- Location of Jüdenberg
- Jüdenberg Jüdenberg
- Coordinates: 51°45′N 12°25′E﻿ / ﻿51.750°N 12.417°E
- Country: Germany
- State: Saxony-Anhalt
- District: Wittenberg
- Town: Gräfenhainichen

Area
- • Total: 24.47 km^{2} (9.45 sq mi)
- Elevation: 79 m (259 ft)

Population (2011)
- • Total: 550
- • Density: 22/km^{2} (58/sq mi)
- Time zone: UTC+01:00 (CET)
- • Summer (DST): UTC+02:00 (CEST)
- Postal codes: 06773
- Dialling codes: 034953
- Vehicle registration: WB
- Website: Gemeinde Jüdenberg

= Jüdenberg =

Jüdenberg (/de/) is a Ortsteil in Wittenberg district in Saxony-Anhalt, Germany. Since January 2007, it belongs to the municipality of Gräfenhainichen. Jüdenberg lies about 4 km northwest of Gräfenhainichen on the edge of the Biosphere Reserve Middle Elbe.

== Politics ==
The municipal council was made up of eight councillors.
- CDU 1 seat
- Marksmen's Club (citizens' coalition) 5 seats
- Fire Brigade (citizens' coalition) 3 seats
- Free Voters (citizens' coalition) 2 seats
(as of municipal election held on 5 September 2004)

The honorary mayor Heinz Powroznik was first elected on 15 December 2002.

== Transport ==

=== Road ===
Federal Highway (Bundesstraße) B 107 between Coswig and Bad Düben runs right through the community. The district road K2038 leads to Möhlau. The Dessau-Ost interchange with Autobahn A9 (Munich - Berlin) is about 11 km away.

=== Railway ===
The nearest railway station is about 4 km away in Gräfenhainichen lying on the Deutsche Bahn line between Wittenberg and Bitterfeld. Oranienbaum railway station on the Dessau-Wörlitzer Eisenbahn line is served only in the summer.
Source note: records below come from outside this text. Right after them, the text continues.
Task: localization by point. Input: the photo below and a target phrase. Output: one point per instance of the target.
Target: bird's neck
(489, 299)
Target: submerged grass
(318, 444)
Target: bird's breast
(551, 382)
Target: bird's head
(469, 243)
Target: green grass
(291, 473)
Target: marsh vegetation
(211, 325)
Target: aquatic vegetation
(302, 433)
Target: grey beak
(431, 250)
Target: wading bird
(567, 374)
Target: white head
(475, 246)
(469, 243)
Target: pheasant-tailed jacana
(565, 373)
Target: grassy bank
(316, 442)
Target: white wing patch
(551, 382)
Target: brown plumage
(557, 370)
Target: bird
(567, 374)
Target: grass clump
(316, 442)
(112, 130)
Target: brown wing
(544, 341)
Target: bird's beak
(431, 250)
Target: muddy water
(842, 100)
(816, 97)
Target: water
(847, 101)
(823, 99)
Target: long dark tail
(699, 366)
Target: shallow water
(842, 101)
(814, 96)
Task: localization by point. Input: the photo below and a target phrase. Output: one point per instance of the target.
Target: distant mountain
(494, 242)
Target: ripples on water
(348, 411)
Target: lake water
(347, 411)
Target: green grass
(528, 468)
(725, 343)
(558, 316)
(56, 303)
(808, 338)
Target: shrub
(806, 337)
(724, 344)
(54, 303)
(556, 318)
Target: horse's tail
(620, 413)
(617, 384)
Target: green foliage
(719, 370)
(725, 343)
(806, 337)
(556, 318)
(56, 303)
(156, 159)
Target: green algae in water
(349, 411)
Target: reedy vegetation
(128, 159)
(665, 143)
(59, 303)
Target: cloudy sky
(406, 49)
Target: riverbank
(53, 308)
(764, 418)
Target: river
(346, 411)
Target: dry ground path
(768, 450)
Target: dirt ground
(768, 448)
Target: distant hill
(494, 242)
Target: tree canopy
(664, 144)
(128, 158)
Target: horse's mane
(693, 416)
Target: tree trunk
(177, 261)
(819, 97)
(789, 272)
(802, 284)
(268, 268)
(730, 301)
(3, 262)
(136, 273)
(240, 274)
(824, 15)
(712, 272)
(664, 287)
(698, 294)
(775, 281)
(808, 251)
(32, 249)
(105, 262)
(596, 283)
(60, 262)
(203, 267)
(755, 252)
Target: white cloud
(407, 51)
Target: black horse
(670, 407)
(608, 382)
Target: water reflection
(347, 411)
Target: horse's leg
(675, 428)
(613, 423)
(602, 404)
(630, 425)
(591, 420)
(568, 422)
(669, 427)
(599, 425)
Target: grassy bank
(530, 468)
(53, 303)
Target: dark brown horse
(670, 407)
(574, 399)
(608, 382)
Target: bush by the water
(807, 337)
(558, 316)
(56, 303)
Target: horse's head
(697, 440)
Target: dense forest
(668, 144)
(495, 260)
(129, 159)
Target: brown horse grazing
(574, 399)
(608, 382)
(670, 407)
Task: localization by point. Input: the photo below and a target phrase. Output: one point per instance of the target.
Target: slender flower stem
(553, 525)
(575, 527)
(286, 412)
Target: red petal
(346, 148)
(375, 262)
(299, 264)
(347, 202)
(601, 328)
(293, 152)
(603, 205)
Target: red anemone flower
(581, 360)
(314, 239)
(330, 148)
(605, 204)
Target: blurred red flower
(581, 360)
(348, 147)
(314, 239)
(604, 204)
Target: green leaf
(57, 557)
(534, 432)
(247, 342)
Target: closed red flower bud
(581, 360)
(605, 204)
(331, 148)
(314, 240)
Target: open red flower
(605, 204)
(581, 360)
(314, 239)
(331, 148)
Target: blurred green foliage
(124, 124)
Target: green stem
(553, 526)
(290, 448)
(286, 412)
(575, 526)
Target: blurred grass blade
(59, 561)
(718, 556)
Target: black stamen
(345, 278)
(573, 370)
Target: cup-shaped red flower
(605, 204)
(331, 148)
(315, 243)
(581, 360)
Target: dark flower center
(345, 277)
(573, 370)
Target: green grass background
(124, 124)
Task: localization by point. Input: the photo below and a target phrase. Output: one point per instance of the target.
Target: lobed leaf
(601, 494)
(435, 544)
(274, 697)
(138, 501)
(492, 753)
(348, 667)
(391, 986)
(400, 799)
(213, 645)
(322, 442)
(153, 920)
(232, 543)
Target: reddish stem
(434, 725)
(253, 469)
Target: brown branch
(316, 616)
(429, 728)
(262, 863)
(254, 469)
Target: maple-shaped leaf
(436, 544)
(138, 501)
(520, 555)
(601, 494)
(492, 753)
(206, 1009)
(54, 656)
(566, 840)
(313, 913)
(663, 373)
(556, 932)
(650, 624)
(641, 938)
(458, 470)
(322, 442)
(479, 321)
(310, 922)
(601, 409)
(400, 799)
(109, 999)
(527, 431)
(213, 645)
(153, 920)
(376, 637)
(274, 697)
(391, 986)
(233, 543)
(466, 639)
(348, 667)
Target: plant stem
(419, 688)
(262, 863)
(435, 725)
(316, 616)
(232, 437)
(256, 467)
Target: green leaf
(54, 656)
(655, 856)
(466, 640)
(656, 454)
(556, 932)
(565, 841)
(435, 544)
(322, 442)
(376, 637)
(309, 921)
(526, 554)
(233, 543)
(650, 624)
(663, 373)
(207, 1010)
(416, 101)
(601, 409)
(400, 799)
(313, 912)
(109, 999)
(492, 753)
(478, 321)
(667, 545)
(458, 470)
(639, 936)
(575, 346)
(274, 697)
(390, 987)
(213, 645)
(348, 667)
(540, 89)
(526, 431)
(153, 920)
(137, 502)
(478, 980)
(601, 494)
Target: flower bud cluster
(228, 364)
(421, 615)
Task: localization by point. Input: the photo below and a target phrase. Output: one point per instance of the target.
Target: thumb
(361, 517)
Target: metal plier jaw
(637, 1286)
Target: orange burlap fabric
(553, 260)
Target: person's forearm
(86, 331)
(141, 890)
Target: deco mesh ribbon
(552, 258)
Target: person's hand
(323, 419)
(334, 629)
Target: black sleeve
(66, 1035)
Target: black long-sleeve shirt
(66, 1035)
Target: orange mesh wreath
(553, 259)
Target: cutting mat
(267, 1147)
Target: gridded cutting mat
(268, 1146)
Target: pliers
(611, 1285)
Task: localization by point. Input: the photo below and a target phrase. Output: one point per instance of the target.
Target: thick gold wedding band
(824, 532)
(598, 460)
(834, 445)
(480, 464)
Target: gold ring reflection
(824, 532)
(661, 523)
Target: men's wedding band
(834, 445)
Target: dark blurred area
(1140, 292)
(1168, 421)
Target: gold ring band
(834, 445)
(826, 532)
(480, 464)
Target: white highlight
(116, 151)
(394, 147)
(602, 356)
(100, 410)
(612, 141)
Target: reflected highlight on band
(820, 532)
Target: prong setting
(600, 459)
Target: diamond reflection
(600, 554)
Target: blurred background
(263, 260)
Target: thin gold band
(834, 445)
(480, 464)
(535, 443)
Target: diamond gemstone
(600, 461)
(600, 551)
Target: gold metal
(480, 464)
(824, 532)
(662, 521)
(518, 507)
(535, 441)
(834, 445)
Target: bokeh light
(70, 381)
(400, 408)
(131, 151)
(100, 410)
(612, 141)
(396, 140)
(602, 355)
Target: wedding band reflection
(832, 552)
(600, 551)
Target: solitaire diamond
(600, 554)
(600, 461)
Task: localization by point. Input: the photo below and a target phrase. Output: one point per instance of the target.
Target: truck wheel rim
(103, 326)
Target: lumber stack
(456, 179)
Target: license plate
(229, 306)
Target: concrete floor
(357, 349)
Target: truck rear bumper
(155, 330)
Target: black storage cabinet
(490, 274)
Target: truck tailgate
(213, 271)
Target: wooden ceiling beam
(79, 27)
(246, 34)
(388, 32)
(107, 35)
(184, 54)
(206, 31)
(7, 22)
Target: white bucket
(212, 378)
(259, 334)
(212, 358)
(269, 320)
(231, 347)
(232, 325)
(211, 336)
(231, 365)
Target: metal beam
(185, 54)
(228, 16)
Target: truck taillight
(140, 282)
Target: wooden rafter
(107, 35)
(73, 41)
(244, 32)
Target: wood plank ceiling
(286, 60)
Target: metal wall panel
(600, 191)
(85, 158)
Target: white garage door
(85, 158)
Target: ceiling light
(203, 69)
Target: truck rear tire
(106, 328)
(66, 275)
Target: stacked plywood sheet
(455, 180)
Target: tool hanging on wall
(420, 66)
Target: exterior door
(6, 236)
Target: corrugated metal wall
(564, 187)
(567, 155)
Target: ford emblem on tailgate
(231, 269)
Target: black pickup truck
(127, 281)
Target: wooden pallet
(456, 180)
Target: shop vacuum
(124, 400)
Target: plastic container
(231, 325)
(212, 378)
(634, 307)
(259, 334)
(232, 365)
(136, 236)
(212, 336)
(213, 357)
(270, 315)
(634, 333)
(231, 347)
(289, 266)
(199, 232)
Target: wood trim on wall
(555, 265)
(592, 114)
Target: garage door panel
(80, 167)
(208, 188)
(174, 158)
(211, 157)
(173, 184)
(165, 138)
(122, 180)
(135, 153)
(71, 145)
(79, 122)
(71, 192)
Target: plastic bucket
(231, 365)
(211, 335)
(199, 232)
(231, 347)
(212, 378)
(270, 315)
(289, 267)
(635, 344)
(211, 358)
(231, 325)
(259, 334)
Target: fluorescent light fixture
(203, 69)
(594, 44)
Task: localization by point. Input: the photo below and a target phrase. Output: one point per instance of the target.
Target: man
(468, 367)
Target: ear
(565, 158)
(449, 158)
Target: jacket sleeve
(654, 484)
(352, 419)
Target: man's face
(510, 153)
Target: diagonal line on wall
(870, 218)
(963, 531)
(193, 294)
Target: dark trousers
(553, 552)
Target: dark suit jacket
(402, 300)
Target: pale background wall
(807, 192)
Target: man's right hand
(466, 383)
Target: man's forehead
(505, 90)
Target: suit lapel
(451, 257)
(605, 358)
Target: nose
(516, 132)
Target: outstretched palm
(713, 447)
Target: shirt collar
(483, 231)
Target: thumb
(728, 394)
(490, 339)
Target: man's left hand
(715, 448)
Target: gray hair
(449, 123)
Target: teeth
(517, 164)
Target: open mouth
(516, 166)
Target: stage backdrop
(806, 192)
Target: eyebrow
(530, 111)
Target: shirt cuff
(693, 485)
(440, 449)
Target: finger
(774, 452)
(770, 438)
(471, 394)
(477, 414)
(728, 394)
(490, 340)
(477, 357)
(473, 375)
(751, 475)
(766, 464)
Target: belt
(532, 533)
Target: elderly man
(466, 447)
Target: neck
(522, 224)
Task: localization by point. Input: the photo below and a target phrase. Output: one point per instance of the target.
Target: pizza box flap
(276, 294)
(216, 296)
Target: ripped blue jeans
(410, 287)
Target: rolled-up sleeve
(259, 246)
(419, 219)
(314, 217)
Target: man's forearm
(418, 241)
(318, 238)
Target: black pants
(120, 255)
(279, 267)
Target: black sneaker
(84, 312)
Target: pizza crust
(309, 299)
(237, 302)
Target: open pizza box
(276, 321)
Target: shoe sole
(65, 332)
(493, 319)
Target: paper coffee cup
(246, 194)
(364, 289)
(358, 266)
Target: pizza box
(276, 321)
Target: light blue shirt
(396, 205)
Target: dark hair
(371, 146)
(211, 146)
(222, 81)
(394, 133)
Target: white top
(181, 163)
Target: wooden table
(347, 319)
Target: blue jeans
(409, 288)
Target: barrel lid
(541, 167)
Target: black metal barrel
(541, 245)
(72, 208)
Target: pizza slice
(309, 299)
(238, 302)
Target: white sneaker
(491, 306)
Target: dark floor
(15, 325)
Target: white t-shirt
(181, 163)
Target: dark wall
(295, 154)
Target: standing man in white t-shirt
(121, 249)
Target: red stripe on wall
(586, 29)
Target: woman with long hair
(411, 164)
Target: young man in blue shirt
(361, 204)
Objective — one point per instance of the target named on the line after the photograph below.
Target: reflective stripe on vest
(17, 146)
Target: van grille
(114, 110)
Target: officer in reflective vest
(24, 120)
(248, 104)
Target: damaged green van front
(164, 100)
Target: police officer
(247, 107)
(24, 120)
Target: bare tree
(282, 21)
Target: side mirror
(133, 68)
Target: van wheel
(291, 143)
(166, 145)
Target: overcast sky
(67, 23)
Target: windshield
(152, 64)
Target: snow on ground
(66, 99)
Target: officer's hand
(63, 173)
Brown coal haulage from the Golpa-Nord strip mine to Vockerode on the stretch of the mining railway running past the community ceased after the power station was shut down. It is still used for special trips to Ferropolis (an industrial museum), so the old signal box has been converted into a halt.